Selasa, 16 September 2008

SMK, SOLUSI ATAU EROSI?

Menyiapkan generasi penerus bangsa menghadapai pasar bebas era globalisasi (baca: gombalisasi) maka pemerintah merasa perlu melakukan integrasi dunia pendidikan tinggi dengan globalisasi. Sejak pemerintah RI menandatangani WTO tahun 1997 maka Indonesia terlibat sebagai pelaku kegiatan jual beli jasa di bidang pendidikan. Pendidikan yang seharusnya hak rakyat menjadi sebuah komoditi potensial untuk dijual. Point penting dari perjanjian WTO adalah pendidikan merupakan salah satu sektor jasa yang menjadi komoditi perdagangan di pasar bebas selain sektor kesehatan dan perumahan. Dimana pun yang bernama komoditi dagangan tak pernah ada kata gratis! Pendidikan yang seharusnya menjadi hak rakyat dan negara wajib menjamin keberlangsungan hak itu kini telah menjadi komoditi dagangan untuk mengeruk keuntungan. Orientasi pendidikan kini bukanlah lagi mencerdaskan anak bangsa namun berubah menjadi money oriented. Ya, opsi liberalisasi pendidikan dipandang sebagai pilar kuat menghadapi globalisasi.
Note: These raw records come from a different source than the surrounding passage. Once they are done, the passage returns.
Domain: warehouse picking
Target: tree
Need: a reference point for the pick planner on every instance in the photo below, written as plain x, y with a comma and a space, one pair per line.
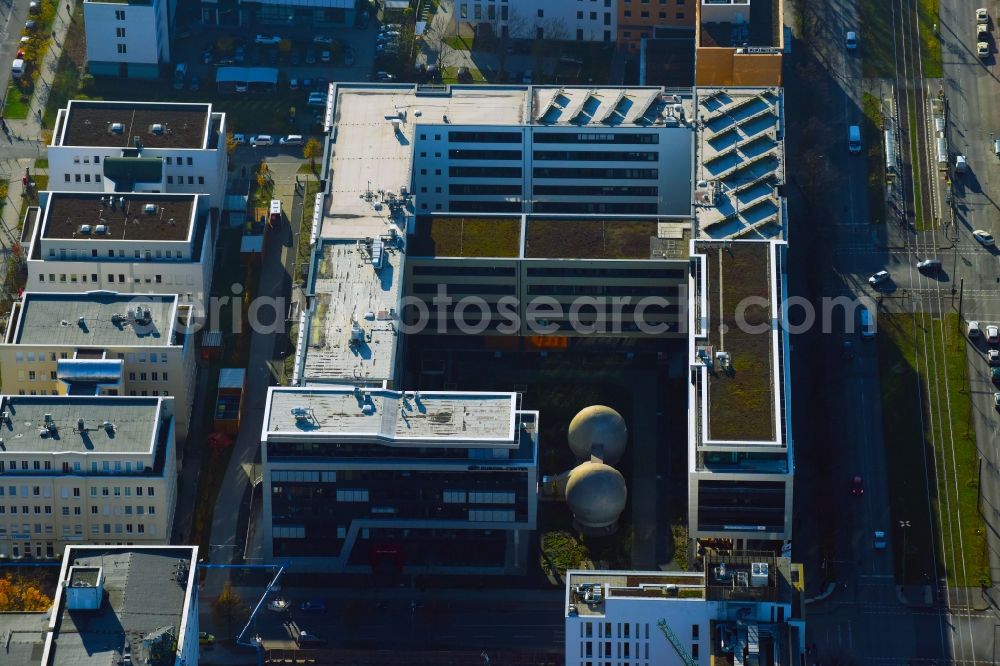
311, 151
20, 594
228, 608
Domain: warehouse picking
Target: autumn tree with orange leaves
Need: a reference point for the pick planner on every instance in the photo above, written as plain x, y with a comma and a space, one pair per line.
20, 594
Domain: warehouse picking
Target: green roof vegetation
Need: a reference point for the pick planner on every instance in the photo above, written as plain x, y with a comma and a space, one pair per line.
466, 237
590, 239
740, 401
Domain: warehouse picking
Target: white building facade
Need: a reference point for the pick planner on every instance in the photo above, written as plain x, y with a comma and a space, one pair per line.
161, 244
139, 146
128, 39
85, 470
543, 19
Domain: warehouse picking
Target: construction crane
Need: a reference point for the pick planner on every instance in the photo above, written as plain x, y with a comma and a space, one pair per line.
675, 642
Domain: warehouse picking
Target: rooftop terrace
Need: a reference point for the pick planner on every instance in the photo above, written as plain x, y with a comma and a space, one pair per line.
741, 399
116, 124
466, 237
144, 607
93, 318
133, 424
351, 291
77, 215
740, 163
605, 239
394, 418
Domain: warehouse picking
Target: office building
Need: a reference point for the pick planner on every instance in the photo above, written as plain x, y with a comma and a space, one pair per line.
149, 147
746, 608
100, 343
85, 469
739, 42
367, 479
125, 604
277, 14
740, 445
128, 39
135, 242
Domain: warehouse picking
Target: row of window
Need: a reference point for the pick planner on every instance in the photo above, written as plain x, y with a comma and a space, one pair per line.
136, 254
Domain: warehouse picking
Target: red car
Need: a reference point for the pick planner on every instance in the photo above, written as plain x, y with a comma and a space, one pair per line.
857, 486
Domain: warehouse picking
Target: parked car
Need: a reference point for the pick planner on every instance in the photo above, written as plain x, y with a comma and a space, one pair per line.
313, 605
279, 605
307, 640
984, 237
879, 278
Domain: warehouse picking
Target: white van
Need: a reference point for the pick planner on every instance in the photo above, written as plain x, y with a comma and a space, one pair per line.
867, 323
854, 139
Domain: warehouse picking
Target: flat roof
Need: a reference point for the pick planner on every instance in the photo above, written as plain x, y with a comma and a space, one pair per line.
368, 155
89, 123
596, 238
740, 163
448, 418
349, 288
739, 282
146, 591
648, 585
170, 219
54, 319
134, 424
445, 236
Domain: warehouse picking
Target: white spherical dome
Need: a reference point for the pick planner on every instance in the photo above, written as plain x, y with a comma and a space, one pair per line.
596, 494
600, 430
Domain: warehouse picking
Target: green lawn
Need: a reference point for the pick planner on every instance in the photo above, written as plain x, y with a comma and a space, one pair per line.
901, 367
873, 139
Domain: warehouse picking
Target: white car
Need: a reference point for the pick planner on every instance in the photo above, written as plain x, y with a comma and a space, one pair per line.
878, 278
984, 237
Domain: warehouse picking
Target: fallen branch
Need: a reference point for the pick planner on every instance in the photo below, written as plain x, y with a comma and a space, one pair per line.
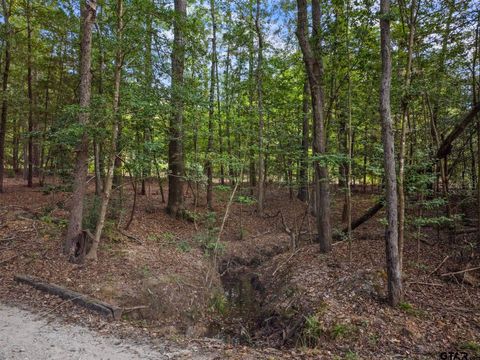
8, 259
461, 271
423, 283
439, 266
371, 212
286, 261
75, 297
446, 146
131, 237
133, 308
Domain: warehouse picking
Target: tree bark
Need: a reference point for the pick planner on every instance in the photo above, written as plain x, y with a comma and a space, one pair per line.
81, 168
395, 292
92, 254
303, 173
211, 109
312, 58
403, 137
30, 95
6, 72
261, 155
175, 205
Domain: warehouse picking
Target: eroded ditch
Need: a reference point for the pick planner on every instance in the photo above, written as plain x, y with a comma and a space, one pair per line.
247, 318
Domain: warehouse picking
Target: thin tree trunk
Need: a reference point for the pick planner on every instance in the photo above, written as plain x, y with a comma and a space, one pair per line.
261, 158
394, 278
92, 254
6, 72
314, 67
175, 204
211, 109
303, 173
30, 96
403, 138
81, 168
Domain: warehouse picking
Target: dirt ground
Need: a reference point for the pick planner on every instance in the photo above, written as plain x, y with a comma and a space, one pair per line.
302, 303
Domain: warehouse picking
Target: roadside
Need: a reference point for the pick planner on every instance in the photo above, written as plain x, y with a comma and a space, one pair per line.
24, 335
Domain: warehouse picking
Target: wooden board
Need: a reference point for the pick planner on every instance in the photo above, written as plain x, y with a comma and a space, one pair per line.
73, 296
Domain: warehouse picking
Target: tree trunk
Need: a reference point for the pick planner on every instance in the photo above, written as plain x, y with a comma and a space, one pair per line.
6, 71
303, 173
92, 254
175, 204
211, 109
403, 137
30, 95
314, 67
395, 292
81, 168
261, 159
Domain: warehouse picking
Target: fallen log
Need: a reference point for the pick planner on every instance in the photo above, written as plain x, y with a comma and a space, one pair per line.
73, 296
446, 146
364, 218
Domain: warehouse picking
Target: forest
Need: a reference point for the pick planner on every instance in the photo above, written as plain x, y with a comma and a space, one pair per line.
246, 179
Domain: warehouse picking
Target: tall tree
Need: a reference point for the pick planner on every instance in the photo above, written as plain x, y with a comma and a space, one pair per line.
391, 232
7, 10
88, 14
411, 22
259, 76
211, 108
312, 57
175, 204
30, 93
303, 171
107, 189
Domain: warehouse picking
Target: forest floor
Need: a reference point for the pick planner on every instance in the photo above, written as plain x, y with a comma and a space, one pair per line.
257, 298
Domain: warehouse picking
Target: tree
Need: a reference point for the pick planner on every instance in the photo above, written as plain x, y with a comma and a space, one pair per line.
175, 204
7, 10
92, 254
89, 9
312, 58
391, 232
261, 154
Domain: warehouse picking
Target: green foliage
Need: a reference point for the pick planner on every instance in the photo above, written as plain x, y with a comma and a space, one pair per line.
410, 310
222, 188
219, 303
245, 200
184, 246
312, 331
92, 210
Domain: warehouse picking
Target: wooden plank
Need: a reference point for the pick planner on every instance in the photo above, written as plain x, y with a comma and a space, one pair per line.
73, 296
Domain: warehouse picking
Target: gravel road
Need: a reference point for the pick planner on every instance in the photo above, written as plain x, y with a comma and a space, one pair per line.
24, 335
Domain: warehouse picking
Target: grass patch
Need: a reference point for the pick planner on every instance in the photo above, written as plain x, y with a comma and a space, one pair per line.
410, 310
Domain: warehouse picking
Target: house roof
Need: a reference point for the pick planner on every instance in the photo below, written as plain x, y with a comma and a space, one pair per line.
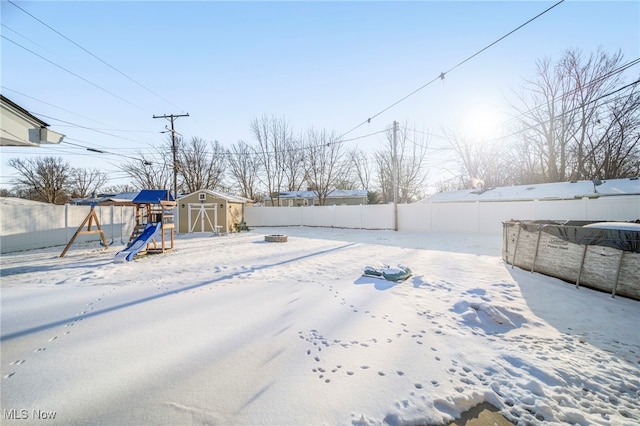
336, 193
21, 128
542, 191
217, 194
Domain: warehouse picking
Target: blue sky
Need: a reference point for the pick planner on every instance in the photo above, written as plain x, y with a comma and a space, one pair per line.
329, 65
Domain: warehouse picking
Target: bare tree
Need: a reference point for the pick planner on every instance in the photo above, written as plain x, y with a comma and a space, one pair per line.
42, 178
273, 136
294, 166
411, 150
120, 188
153, 171
566, 119
360, 168
84, 182
480, 163
244, 169
613, 148
326, 166
201, 165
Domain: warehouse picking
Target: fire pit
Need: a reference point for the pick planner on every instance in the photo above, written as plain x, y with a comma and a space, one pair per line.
275, 238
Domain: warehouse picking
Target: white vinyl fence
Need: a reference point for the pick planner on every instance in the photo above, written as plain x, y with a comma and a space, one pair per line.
31, 226
464, 217
24, 227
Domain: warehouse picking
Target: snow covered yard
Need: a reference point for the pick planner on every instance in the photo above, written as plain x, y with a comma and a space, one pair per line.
235, 330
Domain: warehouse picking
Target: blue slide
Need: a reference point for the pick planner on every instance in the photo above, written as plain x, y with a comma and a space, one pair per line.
138, 244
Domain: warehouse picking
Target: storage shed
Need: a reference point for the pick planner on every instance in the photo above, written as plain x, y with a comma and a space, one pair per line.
600, 255
210, 211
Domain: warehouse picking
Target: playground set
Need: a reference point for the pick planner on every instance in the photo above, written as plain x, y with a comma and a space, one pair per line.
154, 216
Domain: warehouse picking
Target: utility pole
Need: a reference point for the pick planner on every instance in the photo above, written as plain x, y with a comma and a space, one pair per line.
395, 176
172, 117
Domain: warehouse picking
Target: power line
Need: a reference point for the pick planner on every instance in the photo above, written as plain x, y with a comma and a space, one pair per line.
95, 56
71, 72
442, 75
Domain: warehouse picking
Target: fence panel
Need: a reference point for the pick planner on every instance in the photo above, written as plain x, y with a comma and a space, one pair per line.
32, 226
29, 226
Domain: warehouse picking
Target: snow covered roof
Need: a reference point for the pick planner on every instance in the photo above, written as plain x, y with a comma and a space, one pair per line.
336, 193
225, 196
542, 191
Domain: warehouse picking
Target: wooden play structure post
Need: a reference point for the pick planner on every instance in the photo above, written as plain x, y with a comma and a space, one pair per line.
91, 217
154, 206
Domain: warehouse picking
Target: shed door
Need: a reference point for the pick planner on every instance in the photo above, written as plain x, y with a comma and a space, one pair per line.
202, 214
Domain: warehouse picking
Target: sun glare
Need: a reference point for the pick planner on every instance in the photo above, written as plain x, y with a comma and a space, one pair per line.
482, 121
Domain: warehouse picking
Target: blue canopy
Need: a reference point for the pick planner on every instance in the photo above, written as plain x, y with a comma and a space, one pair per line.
152, 196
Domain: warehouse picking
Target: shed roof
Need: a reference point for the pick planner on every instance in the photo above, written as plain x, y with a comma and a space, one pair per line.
152, 196
542, 191
217, 194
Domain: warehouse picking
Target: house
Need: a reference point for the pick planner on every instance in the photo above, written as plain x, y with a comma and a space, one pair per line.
21, 128
341, 197
210, 211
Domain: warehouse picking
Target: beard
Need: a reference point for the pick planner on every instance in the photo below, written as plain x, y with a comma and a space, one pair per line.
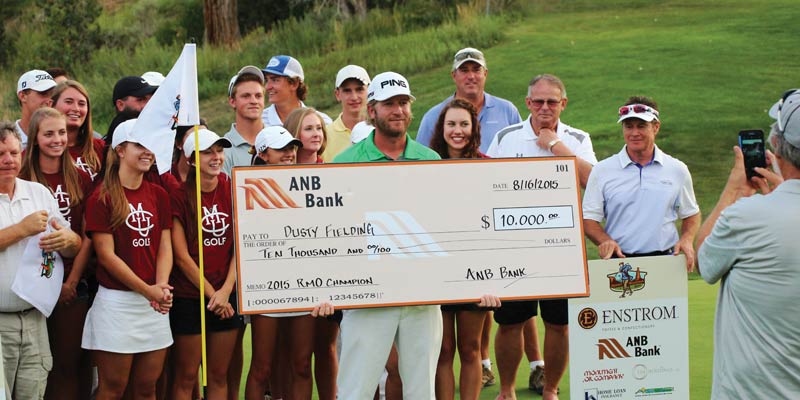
386, 129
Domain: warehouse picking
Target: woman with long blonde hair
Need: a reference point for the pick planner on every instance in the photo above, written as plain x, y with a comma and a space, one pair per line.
72, 100
47, 162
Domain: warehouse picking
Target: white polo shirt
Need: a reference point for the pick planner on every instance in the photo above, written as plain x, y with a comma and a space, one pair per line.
519, 140
640, 203
28, 198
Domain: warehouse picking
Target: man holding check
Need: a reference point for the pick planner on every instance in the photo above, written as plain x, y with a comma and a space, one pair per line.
368, 334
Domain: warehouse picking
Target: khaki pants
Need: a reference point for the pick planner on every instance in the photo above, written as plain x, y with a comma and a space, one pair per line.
367, 338
26, 353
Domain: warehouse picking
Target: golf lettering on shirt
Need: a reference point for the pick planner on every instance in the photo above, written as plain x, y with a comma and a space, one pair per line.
138, 237
216, 223
217, 228
140, 221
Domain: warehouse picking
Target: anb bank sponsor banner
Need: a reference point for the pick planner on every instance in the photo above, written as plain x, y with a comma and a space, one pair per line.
630, 338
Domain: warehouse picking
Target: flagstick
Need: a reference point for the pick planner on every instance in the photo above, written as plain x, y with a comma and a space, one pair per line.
199, 198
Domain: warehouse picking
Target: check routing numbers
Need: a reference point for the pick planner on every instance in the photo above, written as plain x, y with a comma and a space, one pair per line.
380, 234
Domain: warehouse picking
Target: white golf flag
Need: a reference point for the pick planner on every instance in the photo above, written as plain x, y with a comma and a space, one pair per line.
174, 103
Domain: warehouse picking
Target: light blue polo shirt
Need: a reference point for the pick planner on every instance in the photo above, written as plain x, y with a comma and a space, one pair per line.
496, 114
640, 203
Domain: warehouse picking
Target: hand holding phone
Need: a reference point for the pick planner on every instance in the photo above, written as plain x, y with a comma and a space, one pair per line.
751, 141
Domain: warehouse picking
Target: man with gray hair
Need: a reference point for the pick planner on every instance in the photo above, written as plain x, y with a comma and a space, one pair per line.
26, 210
750, 242
542, 134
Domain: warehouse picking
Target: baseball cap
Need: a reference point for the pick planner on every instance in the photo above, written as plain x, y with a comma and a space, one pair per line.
124, 133
387, 85
786, 112
275, 137
206, 138
352, 72
153, 78
360, 132
132, 86
284, 66
37, 80
641, 111
468, 54
246, 70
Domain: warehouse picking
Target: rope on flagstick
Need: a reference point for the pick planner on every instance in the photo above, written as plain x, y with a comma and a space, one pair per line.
199, 198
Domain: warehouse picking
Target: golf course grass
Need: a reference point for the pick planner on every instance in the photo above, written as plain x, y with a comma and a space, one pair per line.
713, 67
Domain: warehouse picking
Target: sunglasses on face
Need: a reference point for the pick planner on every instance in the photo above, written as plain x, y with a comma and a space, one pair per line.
539, 103
785, 96
636, 109
468, 54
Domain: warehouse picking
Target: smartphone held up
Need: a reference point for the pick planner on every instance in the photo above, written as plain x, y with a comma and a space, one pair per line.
751, 141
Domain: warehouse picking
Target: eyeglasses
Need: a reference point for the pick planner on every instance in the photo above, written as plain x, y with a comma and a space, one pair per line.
468, 54
538, 103
780, 107
637, 109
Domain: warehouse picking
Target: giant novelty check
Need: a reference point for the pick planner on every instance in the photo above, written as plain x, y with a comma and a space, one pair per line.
403, 233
Gerbang awal liberalisasi pendidikan ini dimulai ketika pemerintah menerapkan otonomi kampus sejak tahun 2000 ketika beberapa Perguruan Tinggi Negeri seperti UI, UGM, ITB dan IPB diubah bentuknya menjadi BHMN (Badan Hukum Milik Negara). Dengan format BHMN, pembiayaan pendidikan PTN-PTN tersebut tidak lagi sepenuhnya ditanggung pemerintah. Otonomi kampus ini dikampanyekan sebagai hak kampus untuk membangun dan menentukan nasib pembangunan mereka sendiri. Tentunya berbagai subsidi pendidikan yang selama menopang kehidupan pendidikan di kampus di cabut dan “dialihkan” ke sektor lain. Lihatlah bagaimana PTN-PTN tersebut memiliki prinsip cewek matre “ada uang abang sayang, tak ada uang abang kutendang”. Ironis sekali, di Indonesia kini hanya orang kaya saja yang boleh sekolah tinggi. Sebuah kemajuan pendidikan yang luar biasa ditengah keterpurukan ekonomi rakyat.

Untuk menutup dosa liberalisasi pendidikan tersebut pemerintah beserta pakar-pakar pendidikan menawarkan paket irit pendidikan. Setelah diklaim pendidikan jenjang tinggi S-1 alias sarjana bukan lagi jaminan mendapat pekerjaan maka dihidupkan progam-progam sekolah keterampilan siap kerja yaitu SMK. Mendiknas menuangkan cita-cita mulianya melalui visi dan misinya yaitu menyiapkan generasi bangsa yang siap hidup di jamannya dengan membekali skill life. Peserta didik di beri ketrampilan-ketrampilan yang siap pakai di dunia kerja. Target utamanya adalah langsung mendapat kerja setelah lulus sekolah untuk mengurangi prosentase pengangguran di Indonesia

Christopher Lingle di harian Jakarta Post (20/02/08), dalam artikel yang berjudul "Restoring Indonesia's economy to a higher growth path" mencatat bahwa pengangguran di Indonesia mencapai 40% dari total angkatan kerja. Sisanya pun ternyata terdiri dari pekerja dan setengah pengangguran. Bank Dunia menyebutkan sekitar 49, 5% Rakyat Indonesia berpendapatan di bawah 2US$/hari. Di Indonesia seorang sarjana dengan pendapatan sama dengan tukang becak bukanlah hal aneh. Bahkan beberapa sarjana-sarjana yang kesulitan mendapat lapangan pekerjaan memilih banting stir meramaikan bursa TKI bekerja keluar negeri, tentunya sebagai pembantu rumah tangga, penjaga toko, buruh pabrik atau cleaning servis rumah sakit. Maka alternatif pendidikan murah yang siap kerja resepnya hanya masuk SMK! Tak perlu keluar biaya mahal dan waktu belajar yang lama, dijamin peserta didik terampil dan siap kerja bahkan sudah dipesan dunia usaha sebelum mereka lulus. Sungguh tawaran yang menggiurkan. Semua wali murid dan calon wali murid mulai bernafas lega.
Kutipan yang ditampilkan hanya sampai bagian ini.